NY為替見通し=リスク回避懸念(ウクライナ、イタリア、英国)のNYダウに要警戒か

 本日のNY為替市場のドル円は、ウクライナ情勢の緊迫化、イタリアでの新政権誕生、英国のトリプル安を受けて下落基調にあるニューヨーク株式市場の動向と欧米英の中銀高官の発言に注目する展開が予想される。

 9月のニューヨーク株式市場は、最もパフォーマンスが悪い月として警戒されていたが、米連邦公開市場委員会(FOMC)でFF金利誘導目標が0.75%引き上げられ、ドット・プロット(金利予測分布図)で年末の予想中央値が4.4%と示唆され、パウエルFRB議長が高金利政策の長期化を再表明したことで、NYダウは年初来安値を更新している。

 さらに、プーチン露大統領が部分動員令を発令し、ウクライナの占領地域での住民投票を実施して、戦術核の使用を警告したこと、イタリアで欧州連合(EU)に否定的な極右政権が誕生し、トラス英政権の大規模減税策により、英国市場がトリプル安となっていることで、市場でのリスク回避機運が高まっている。
 また、欧州の電力会社がヘッジ取引に伴う追加証拠金を少なくとも1兆5000億ユーロも差し入れる必要があり、公的支援の拡充が必要となっていることも、リスク回避要因となっている。

 ドルは、リスク回避の有事の買いの様相を呈しており、ポンドドルは史上最安値を更新し、ユーロドルは0.95ドル台まで下落し、ドル円は144円台まで反発している。
 ドル円のテクニカル分析では、トリプル・トップ(144.99円・144.96円・145.90円)を形成しつつある。
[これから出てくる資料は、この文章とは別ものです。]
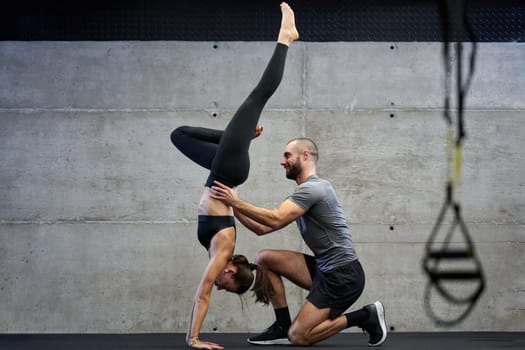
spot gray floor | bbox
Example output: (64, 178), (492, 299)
(0, 332), (525, 350)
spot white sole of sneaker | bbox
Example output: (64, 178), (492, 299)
(368, 301), (387, 346)
(247, 338), (292, 345)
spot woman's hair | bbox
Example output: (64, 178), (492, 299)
(232, 255), (275, 305)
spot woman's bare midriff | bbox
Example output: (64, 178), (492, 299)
(199, 187), (233, 216)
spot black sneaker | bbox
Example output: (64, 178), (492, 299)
(248, 322), (290, 345)
(359, 301), (387, 346)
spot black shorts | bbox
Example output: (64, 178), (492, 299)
(304, 254), (365, 319)
(197, 215), (235, 250)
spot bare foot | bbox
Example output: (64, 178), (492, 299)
(252, 125), (264, 139)
(277, 2), (299, 46)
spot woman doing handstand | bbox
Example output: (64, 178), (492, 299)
(171, 2), (299, 349)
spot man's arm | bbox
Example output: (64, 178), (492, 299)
(233, 209), (274, 236)
(210, 181), (305, 234)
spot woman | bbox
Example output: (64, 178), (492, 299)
(171, 2), (299, 349)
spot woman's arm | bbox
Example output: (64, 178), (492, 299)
(186, 231), (235, 350)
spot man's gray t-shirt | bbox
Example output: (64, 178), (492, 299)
(288, 175), (357, 271)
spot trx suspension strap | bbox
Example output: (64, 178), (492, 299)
(423, 0), (485, 326)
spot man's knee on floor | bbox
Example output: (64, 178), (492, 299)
(288, 326), (313, 346)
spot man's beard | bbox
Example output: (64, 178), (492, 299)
(286, 159), (301, 180)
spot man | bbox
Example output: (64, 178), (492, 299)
(211, 138), (387, 346)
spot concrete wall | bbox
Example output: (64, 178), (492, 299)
(0, 42), (525, 333)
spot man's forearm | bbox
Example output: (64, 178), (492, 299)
(231, 199), (281, 233)
(233, 209), (274, 236)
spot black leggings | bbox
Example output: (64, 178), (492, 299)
(171, 43), (288, 187)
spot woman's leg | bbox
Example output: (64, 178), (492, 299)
(206, 4), (298, 187)
(171, 126), (224, 170)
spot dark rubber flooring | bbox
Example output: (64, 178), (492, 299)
(0, 332), (525, 350)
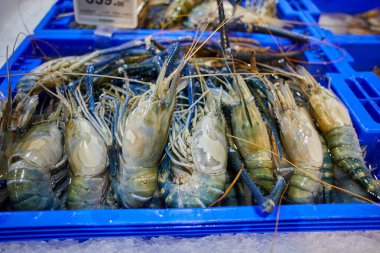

145円台で本邦通貨当局によるドル売り・円買い介入が再び行われて、「神田シーリング」が設定されるのか、本日の注目ポイントになる。

 本日は、ラガルドECB総裁、コリンズ米ボストン連銀総裁、センテノ・ポルトガル中銀総裁、ボスティック米アトランタ連銀総裁、テンレイロ英中銀MPC委員、ローガン米ダラス連銀総裁らの発言が予定されており、市場のリスク警戒に対する金融政策正常化の見解に注目することになる。

・想定レンジ上限
 ドル円の上値の目処(めど)は、9月22日の高値の145.90円。

・想定レンジ下限
 ドル円の下値の目処(めど)は、一目・転換線の143.13円。